I find that most of my life here is a delightful combination of Cameroon and the West. Thanksgiving was a beautiful picture of the diversity of my life here. We had over thirty people come over: Americans, Canadians, and both Bantu and Fulani Cameroonians. Instead of turkey we had chicken, but we did manage to have quite a few traditional dishes, like cranberry sauce and green bean casserole. Fadi’s family in the village even sent down two live chickens as a Thanksgiving present. (Side Note: We didn’t end up eating those for Thanksgiving --- we wanted to keep them for their eggs. However, a few days later we chased them around the yard with the purpose of turning them into dinner, after discovering at 4am that they were roosters, not chickens.)

Lum’s birthday party was another fun mix of cultures. We invited over about ten of Lum’s friends, decorated the living room like a formal black and white party, dressed to the hilt, ate homemade pizza and carrot cake, then had a big dance party to the girls’ favorite Cameroonian music.

Even our family devotions are a mix of cultures and languages: last week we read the Bible passage first in English, then again in Pidgin, then in Fulfulde, for the benefit of the different first languages represented around the table.

It is so fun experiencing all the different people, languages, and cultures here in Cameroon and especially in the Jacksons’ home.
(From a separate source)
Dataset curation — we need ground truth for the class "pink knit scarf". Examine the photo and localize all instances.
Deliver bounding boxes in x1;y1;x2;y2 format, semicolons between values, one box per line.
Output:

Even though life here is a lot more familiar to me this year, living in the “Jackson Village” is always exciting.

My life here is wonderful and exciting, but I feel compelled to explain that it's not always easy. I often find myself wishing I had more alone time, or that there was an effective pest control here, or that I could be closer to my family and friends. I catch myself looking forward to future events at the expense of enjoying the present, and convincing myself that perfection awaits me in California next year. But, as Chesterton writes in his essay, "The Contented Man", "True contentment is a thing as active as agriculture. It is the power of getting out of any situation all that there is in it." So I am primarily using this blog as a tool in my efforts to get out everything I can from my life here and now. I am so blessed, and I want to be sure to notice all the blessings God gives me here. Thank you for joining me in my rejoicing as well as my struggles. Your support means more than words can express.


*Lum and Katelyn are making great progress in school

*I have had wonderful health lately

*God has given me many opportunities to use my gifts and education to meet the needs of people in our “Jackson Village”, from teaching study skills to just having heart-to-heart conversations.

Prayer Requests:

*That I would continue to find time and space to take breaks and balance the excitement and business of life here.

*That as Christmas approaches, we would remember the gift of Jesus, our Emmanuel, in the midst of our busy (but fun!) schedule.

*That God would continue to show me how I can be an encouragement to those around me.


  1. Good reminders about contentment. I think no matter where we live, we can struggle with that! Thanks, friend. :)

  2. Chesterton is the man! I'm so incredibly proud of you Catherine. I know it's hard (and you know how I know), but you already know that this experience is going to affect you for the rest of your life. You got this girl. Merry Christmas Bruiser!! P.S. Can I come visit?

  3. Thanks, Laura! And Squirt, I would LOVE for you to come visit. I'm thinking it might be a little easier than your cross-cultural experience (for one, everyone here speaks English.)
    Merry Christmas to you, too!

  4. Oh Catherine I do love reading your updates! Thanks for sharing so honestly about the journey the Lord has you on. I love that you allow us to see so many parts of your like in Cameroon! I loved hearing about your lovely coffee shop and your journey towards looking at what it means to take in everything you with what is in front of you.
    Will surely continue to be praying for you dear!